DEAR SENATOR BRICKER: I am enclosing our statement in connection with your proposed constitutional amendment and will appreciate it very much if you will have it incorporated in the record of the committee hearings.

Without a doubt, if the people had an opportunity to express themselves on this proposition it would be approved by an overwhelming majority.

Respectfully,

JOHN M. DEWITT KYLE II, President.

STATEMENT OF JOHN M. DEWITT KYLE II, PRESIDENT, NATIONAL DEFENSE LEAGUE OF AMERICA

Mr. Chairman and gentlemen of the committee, my name is John M. DeWitt Kyle II. I am president of the National Defense League of America, and I reside at 1811 19th Street NW., Washington 9, D. C.

At the outset, Mr. Chairman, I want to say that we support Senator Bricker's bill without the slightest reservation, and we unhesitatingly recommend it to the favorable consideration of your committee.

Mr. Chairman, a careful review of the proceedings and debates of the Constitutional Convention of 1787, and the subsequent debates on the ratification of the Constitution, has convinced the National Defense League of America that it was the clear and specific intent of our Founding Fathers that the United States of America should abide by their treaty obligations; however, it is as equally clear to us that it never occurred to any of the wise Founding Fathers that the Senate of the United States of America might, some day, inadvertently ratify a binding treaty in conflict with the Constitution and the laws enacted pursuant thereto. Otherwise, we believe, more restrictive language would have been written into the Constitution before final ratification.

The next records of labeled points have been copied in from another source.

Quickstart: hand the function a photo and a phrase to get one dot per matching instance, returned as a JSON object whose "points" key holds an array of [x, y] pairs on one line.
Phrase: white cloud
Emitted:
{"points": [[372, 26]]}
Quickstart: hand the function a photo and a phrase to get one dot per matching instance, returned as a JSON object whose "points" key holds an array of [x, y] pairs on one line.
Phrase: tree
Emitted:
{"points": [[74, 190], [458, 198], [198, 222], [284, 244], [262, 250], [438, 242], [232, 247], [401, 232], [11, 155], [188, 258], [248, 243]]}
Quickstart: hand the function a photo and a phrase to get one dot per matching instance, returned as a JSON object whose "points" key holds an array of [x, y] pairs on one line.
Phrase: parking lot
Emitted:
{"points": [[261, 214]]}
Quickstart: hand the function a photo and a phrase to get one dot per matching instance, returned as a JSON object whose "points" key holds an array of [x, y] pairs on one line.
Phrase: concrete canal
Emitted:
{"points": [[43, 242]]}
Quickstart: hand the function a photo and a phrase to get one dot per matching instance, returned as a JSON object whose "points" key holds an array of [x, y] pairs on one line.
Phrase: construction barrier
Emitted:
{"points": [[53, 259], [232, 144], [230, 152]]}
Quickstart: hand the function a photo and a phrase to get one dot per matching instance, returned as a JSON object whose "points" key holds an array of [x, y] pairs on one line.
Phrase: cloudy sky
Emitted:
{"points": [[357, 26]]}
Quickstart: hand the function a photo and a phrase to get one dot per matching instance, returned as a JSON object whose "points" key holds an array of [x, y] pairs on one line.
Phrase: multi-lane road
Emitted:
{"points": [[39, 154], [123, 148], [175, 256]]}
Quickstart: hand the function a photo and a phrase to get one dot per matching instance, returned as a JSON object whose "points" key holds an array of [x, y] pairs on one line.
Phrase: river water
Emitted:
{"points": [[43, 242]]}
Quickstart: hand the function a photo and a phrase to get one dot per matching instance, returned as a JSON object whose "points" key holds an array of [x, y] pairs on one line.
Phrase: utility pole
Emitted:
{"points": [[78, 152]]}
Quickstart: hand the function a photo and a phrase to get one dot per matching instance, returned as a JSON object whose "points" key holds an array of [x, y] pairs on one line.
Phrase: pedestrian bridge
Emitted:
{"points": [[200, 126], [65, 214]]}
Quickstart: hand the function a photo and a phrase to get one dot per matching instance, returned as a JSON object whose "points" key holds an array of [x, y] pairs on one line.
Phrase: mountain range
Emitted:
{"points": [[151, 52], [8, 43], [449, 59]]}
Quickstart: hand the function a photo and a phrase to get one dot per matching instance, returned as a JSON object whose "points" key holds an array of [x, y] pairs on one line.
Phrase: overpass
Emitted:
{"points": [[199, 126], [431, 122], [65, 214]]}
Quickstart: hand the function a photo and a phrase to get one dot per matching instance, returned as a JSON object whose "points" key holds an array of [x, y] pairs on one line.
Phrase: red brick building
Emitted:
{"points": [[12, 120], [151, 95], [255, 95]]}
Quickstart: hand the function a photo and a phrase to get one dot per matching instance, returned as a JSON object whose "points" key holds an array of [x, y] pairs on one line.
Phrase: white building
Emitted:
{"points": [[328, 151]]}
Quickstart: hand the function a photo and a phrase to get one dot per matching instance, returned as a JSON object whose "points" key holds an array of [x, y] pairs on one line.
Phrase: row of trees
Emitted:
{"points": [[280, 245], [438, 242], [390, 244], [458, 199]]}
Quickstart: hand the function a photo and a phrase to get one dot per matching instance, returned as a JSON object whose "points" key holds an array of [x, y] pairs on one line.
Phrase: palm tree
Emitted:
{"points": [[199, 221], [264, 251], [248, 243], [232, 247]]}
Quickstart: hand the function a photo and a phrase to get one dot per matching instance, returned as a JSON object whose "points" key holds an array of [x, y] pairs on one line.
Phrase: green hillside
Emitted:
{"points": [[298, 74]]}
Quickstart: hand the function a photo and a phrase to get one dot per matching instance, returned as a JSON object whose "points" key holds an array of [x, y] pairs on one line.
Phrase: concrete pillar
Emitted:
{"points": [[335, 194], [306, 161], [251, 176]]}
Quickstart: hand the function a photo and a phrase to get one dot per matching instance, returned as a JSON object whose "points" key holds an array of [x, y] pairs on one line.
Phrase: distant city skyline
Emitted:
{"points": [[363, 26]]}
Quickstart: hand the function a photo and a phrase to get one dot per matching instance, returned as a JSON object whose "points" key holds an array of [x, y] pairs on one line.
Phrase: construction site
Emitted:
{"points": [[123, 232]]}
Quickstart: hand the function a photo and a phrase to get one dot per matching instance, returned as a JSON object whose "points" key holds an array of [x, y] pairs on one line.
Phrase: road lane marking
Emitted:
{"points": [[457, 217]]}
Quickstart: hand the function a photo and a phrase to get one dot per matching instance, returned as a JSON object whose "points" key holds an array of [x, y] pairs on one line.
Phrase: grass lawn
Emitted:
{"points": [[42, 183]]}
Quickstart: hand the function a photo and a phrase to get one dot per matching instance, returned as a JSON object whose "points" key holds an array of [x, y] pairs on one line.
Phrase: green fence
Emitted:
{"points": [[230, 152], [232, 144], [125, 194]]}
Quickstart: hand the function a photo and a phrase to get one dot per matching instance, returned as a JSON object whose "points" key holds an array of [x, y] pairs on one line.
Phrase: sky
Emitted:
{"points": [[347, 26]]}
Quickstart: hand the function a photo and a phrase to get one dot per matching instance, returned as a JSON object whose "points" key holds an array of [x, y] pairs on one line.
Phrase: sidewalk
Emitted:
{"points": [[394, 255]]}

Mr. Chairman, what are the present dangers? The United Nations is the case in point. We submit, however, that in ratifying the United Nations Charterwhich certainly is not a treaty-that it was not the intent of the Senate of the United States of America that the national sovereignty of this Nation should be surrendered to the United Nations; and, furthermore, that it was the specific intent of each Senator that no instrumentality of the said United Nations should ever be projected into the internal affairs of the United States of America. However, as the committee knows, certain courts have held the United Nations Charter to be a treaty and, therefore, superior to the laws of the land. Indeed, it has been vigorously argued that the said Charter stands above the Constitution of the United States of America itself. Even now the Supreme Court of the United States of America is being urged to hold our State segregated publicschool systems to be contrary to the United Nations Charter and therefore illegal.

Our league believes—and has always believed, from the date of its organization in 1913-that except in cases of invasion or attack, the Armed Forces of the United States of America cannot be engaged in any armed hostility without the specific authorization of the Congress-by which I mean a formal declaration of war, the United Nations or any treaty notwithstanding. But, Mr. Chairman, a dangerous precedent has been established-our illegal entry into the war in Korea. And although the Congress has sub silento acquiesced in this illegal war, and in view of this precedent, who can say that another President will not again order our Armed Forces into armed hostilities-under the pretext of a binding treaty-without the authority of the Congress, and in spite of the nullification of the totalitarian doctrine of "inherent Presidential powers."

Mr. Chairman, at this very moment the sovereignty of our country is in grave danger. The pressures are extremely great. Tremendous sums of money and boundless energies are being spent to lead us into a world government. Totalltarianism is on the march- and one doesn't have to go to Russia to find totalitarians. No, Mr. Chairman, we have plenty-too many-of them right here in our midst. Conscious of public opinion, however, proponents of world government seek to involve this Nation in such a scheme through the media of international pressure and domestic chaos,

The Constitution of the United States of America has always been the one insumountable roadblock of the totalitarian; and since he cannot amend it to conform to his ambitions, he must-and, indeed, often does-rely upon subtle means of circumvention. He therefore avails himself of every crisis, both foreign and domestic, to impose his will upon us. Indeed, Mr. Chairman, he lauds such instrumentalities as the United Nations, the North Atlantic Treaty Organization, the Economic Recovery Administration, and the Truman Dtrine as being major steps toward his inevitable goal - world government.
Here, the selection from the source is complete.